Porch Rap Session on Resilience, Post-Katrina, Post-Fire
December 2015
Women With A Vision found a home in a former law office on Broad Street in 2015 after the arson attack forced us out of our offices for three years. The offices on Broad once again served as a sanctuary for our clients and our team, a place where we cared for each other and dreamt of a world otherwise. The office’s front porch, overlooking the rapidly gentrifying Broad Street corridor, was a place where we welcomed our community and continued to weave together Women With A Vision’s theory on the ground.
We reflected on what it meant to have been placeless all those years. “Resilience” was on everyone’s lips around the tenth anniversary of Hurricane Katrina—from the politicians who were trying to excuse their incompetent responses after the storm, to the developers who had bulldozed housing projects to make ways for a new, whiter New Orleans.
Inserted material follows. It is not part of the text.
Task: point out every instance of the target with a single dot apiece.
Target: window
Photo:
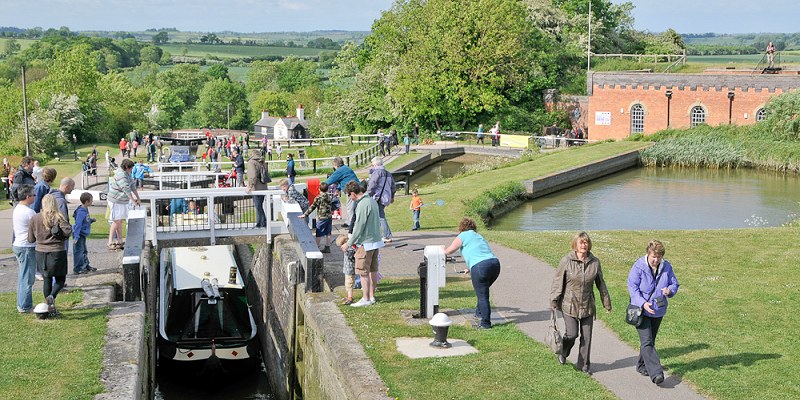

It seemed like everyone wanted to talk about how we have “overcome,” but no one was ready to talk about the systems of oppression that made such “resilience” necessary. And so we decided to do what WWAV does: we came together to talk it out.
In a conversation in December of 2015 the WWAV team named how it was the same tactics from the racial capitalism playbook (isolation, blame, criminalize, destabilize, erase, and take) that were responsible for the destruction and displacement in post Hurricane Katrina and for the uninvestigated arson attack on Women With A Vision’s offices.
On that front porch, the WWAV team refused to accept the displacement of our communities through the creation of the gentrified “new New Orleans.” We used our speech to tell of the realities of racial capitalism’s terrors on both the macro and micro levels, and we spoke of a world otherwise as we dreamt of a New Orleans “for young Black girls like me, who come from the ‘hood, come from the Lower Ninth Ward-hood that has been taken away.”